Overseas Shareholders

The information contained herein is not for release, distribution or publication, directly or indirectly, in or into the United States, Australia, Canada, Japan, New Zealand or any other Restricted Jurisdiction where applicable laws prohibit its release, distribution or publication.

The release, publication or distribution of this Announcement in, into or from jurisdictions other than the UK may be restricted by law and therefore any persons who are subject to the law of any jurisdiction other than the UK should inform themselves of, and observe, any applicable legal or regulatory requirements. Any failure to comply with such requirements may constitute a violation of the securities laws of any such jurisdiction. To the fullest extent permitted by applicable law, the companies and persons involved in the Combination disclaim any responsibility or liability for the violation of such restrictions by any person. This Announcement has been prepared in accordance with and for the purpose of complying with English law, the Takeover Code, the Market Abuse Regulation, the UK Listing Rules and the Disclosure Guidance and Transparency Rules and the information disclosed may not be the same as that which would have been disclosed if this Announcement had been prepared in accordance with the laws of jurisdictions outside England.

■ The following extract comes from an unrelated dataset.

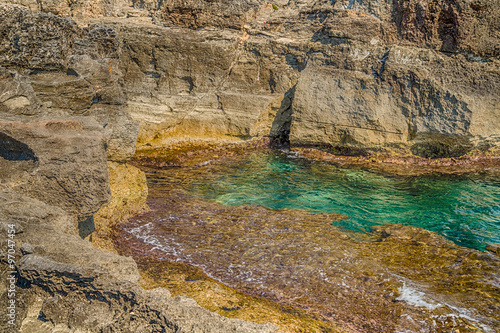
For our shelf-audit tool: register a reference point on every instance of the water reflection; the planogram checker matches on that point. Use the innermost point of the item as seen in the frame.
(465, 209)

The information contained in this Announcement constitutes factual information as contemplated in section 1(3)(a) of the FAIS Act and should not be construed as express or implied advice (as that term is used in the FAIS Act and/or the Financial Markets Act) that any particular transaction described in this Announcement is appropriate to the particular investment objectives, financial situations or needs of a shareholder, and nothing in this Announcement should be construed as constituting the canvassing for, or marketing or advertising of, financial services in South Africa.

Nothing in this Announcement should be viewed, or construed, as "advice", as that term is used in the South African Financial Markets Act, 19 of 2012, as amended.

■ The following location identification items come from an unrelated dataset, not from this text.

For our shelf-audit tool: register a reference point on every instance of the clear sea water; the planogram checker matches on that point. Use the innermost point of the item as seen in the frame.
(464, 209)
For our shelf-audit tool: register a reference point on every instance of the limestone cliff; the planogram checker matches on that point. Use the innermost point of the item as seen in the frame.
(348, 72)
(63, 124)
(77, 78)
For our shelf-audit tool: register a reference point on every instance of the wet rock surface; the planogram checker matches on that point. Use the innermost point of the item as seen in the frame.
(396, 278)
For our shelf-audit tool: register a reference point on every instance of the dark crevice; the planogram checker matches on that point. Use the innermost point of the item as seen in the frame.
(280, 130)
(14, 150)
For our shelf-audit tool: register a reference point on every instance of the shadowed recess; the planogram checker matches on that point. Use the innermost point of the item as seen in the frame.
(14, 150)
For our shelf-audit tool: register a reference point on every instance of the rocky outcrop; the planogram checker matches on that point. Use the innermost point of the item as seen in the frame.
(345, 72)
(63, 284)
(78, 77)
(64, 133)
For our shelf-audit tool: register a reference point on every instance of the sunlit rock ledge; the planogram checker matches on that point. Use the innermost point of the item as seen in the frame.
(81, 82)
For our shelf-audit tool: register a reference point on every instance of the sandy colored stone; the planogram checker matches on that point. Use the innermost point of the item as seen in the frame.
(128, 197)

Notice relating to the United States

This Announcement has not been approved or disapproved by the SEC, any state securities commission in the United States or any other U.S. regulatory authority, nor have such authorities passed upon or determined the adequacy or accuracy of the information contained in this Announcement. Any representation to the contrary may be a criminal offence in the United States.

It may be difficult for Assura Shareholders in the United States to enforce their rights and any claim arising out of the U.S. federal securities laws, since Assura is located in a country other than the United States and some or all of its officers and directors may be residents of countries other than the United States. Assura Shareholders in the United States may not be able to sue a non-U.S. company or its officers or directors in a non-U.S. court for violations of U.S. securities laws. Further, it may be difficult to compel a non-U.S. company and its affiliates to subject themselves to a U.S. court's jurisdiction and judgement.

Publication on a website

A copy of this Announcement and the documents required to be published pursuant to Rule 26 of the Takeover Code will be available at PHP's website at www.phpgroup.co.uk and Assura's website at www.assuraplc.com/investor-relations/shareholder-information/offer- from-php promptly and in any event by no later than 12 noon on the Business Day following this Announcement. The content of this website is not incorporated into and does not form part of this Announcement.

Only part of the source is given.